If we have a bimodal population with mean=4.21 and standard deviation=17.3 we would have no way of answering the question "What is the probability of taking a sample and having its value no more than 4 away from the mean?" However, even though the population is bimodal we know that the distribution of the sample means will be normal with mean=4.21 and standard deviation=17.3/sqrt(n) where n is the size of the samples. Therefore, we can ask and answer the question "What is the probability a sample of size 53 will have its sample mean no more than 4 away from the mean?" That is the same as P(0.21≤xbar≤8.21). We can compute that as P(xbar≤8.21) – P(xbar≤0.21), or in the R language we could do
```
samp_sd <- 17.3/sqrt(53)
samp_sd  #just to see the value
pnorm(8.21, mean=4.21, sd=samp_sd) -
pnorm( 0.21, 4.21, samp_sd)
```
This is shown in Figure 4.

Figure 4 We see that the probability of being between those values is about 0.908.

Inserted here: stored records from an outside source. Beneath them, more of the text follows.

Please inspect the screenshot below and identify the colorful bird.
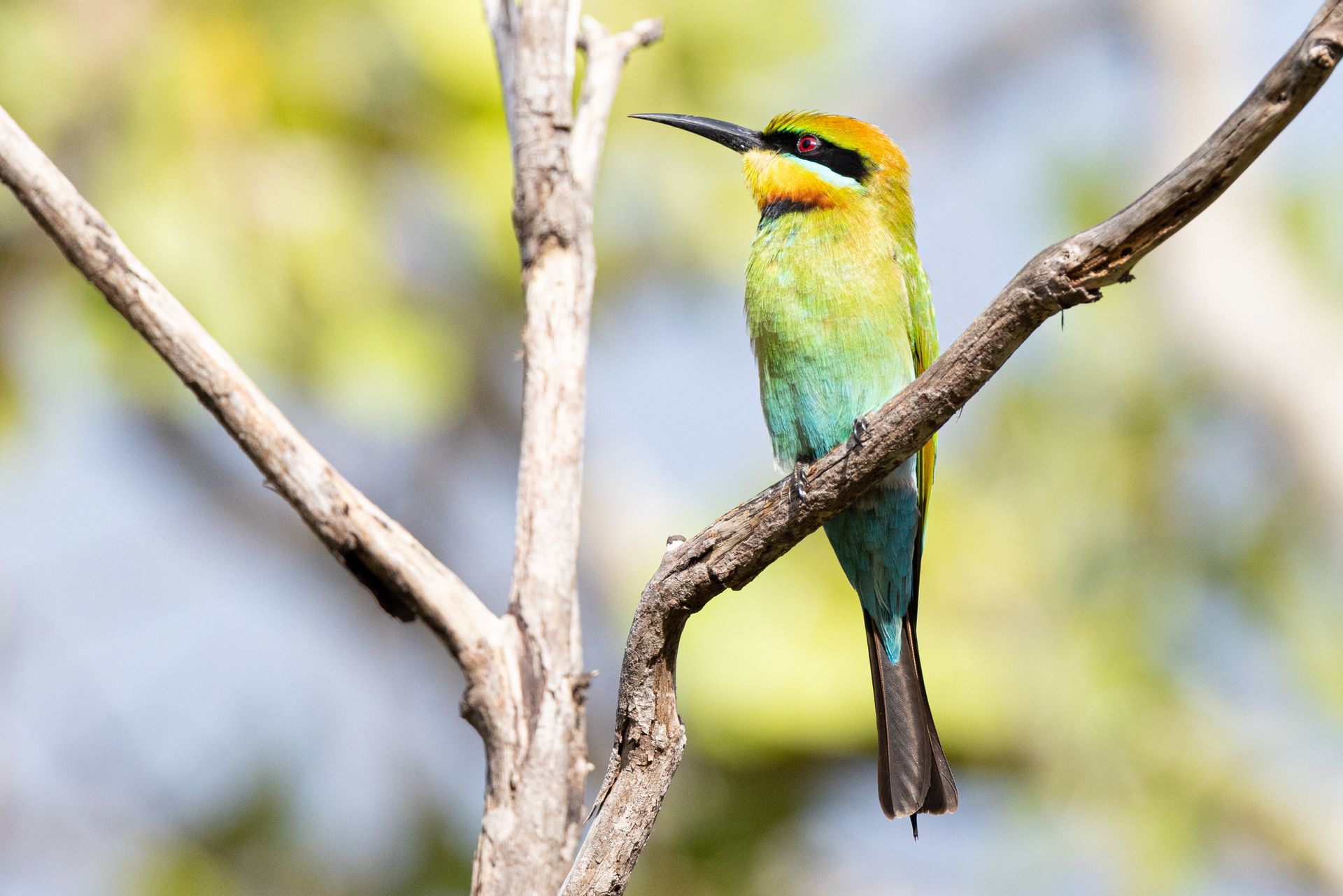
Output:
[634,111,956,837]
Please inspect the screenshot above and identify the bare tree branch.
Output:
[0,103,499,666]
[473,0,661,896]
[562,0,1343,896]
[0,0,661,896]
[569,16,662,196]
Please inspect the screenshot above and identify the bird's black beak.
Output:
[630,114,764,153]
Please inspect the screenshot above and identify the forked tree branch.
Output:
[0,0,1343,895]
[562,0,1343,896]
[0,109,499,671]
[0,7,661,896]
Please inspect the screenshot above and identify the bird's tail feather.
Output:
[862,613,956,837]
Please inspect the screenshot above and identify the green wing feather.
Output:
[900,251,939,540]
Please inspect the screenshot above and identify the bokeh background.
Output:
[0,0,1343,896]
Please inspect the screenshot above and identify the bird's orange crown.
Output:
[746,111,909,224]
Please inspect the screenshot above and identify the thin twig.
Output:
[562,0,1343,896]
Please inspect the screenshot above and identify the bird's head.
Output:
[631,111,909,216]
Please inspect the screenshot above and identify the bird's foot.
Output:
[793,461,809,501]
[853,416,869,446]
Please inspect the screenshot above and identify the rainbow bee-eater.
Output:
[634,111,956,836]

Or, how about this problem. We are making cereal and packaging it into boxes that say they hold 24 ounces of the product. We know that the machine that fills the boxes operates with a mean box weight of 24 ounces and a standard deviation of the box weight at about 0.2 ounces. In order to not run afoul of the law, we sure do not want boxes that weigh less than 23.9 ounces. In order to not give way too much we sure do not want boxes that hold more than 25 ounces. What is the probability that a sample box will weigh less than 23.9 ounces or more than 25 ounces? Offhand we cannot answer this because we do not know the distribution of the weight of the boxes. If someone comes along and says that the distribution is normal then we could find P( x≤23.9 or x ≥25 ) by the R commands
```
# find prob x < 23.9 or x > 25, assuming a
# normal distribution

pnorm( 23.9, 24, 0.2) +
pnorm( 25, 24, 0.2, lower.tail = FALSE)

```
shown in Figure 5.

Figure 5 That result means the almost 31% of the boxes of cereal will be outside of the desired range. That is not good.

On the other hand, we do not ship individual boxes to customers, we send pallets of boxes to customers. There are 48 boxes in each pallet. The process of assembling a pallet, as it turns out in our special case, really mimics taking a random sample of the boxes. That is, we do not take sequentially filled boxes to make up a pallet. There is no predicting if a particular box will or will not make it into the next pallet. So, we could consider the boxes in the pallet to be a random sample of 48 of our cereal boxes. Furthermore, we know that our customers, the stores that buy our cereal, are really concerned about the average weight of the boxes in the pallet, not about the weight of individual boxes. So, we ask a new question, "What is the probability that the mean weight of boxes in a pallet is less than 23.9 ounces or more than 25 ounces?" To answer this we need to use the standard deviation of the sample mean, in this case that will be 0.2/sqrt(48). We are looking for P( xbar≤23.9 or xbar ≥25 ) which we can express in R by
```#
# then find prob  xbar < 23.9 or xbar > 25 for
#     a sample of size 48
samp_sd <- 0.2/sqrt(48)
pnorm( 23.9, 24, samp_sd) +
pnorm( 25, 24, samp_sd, lower.tail = FALSE)
```
Figure 6 shows the R response to those commands.

Figure 6 From this we see that we expect that fewer than 3 out of every 10,000 pallets will be in the undesirable range. This is good.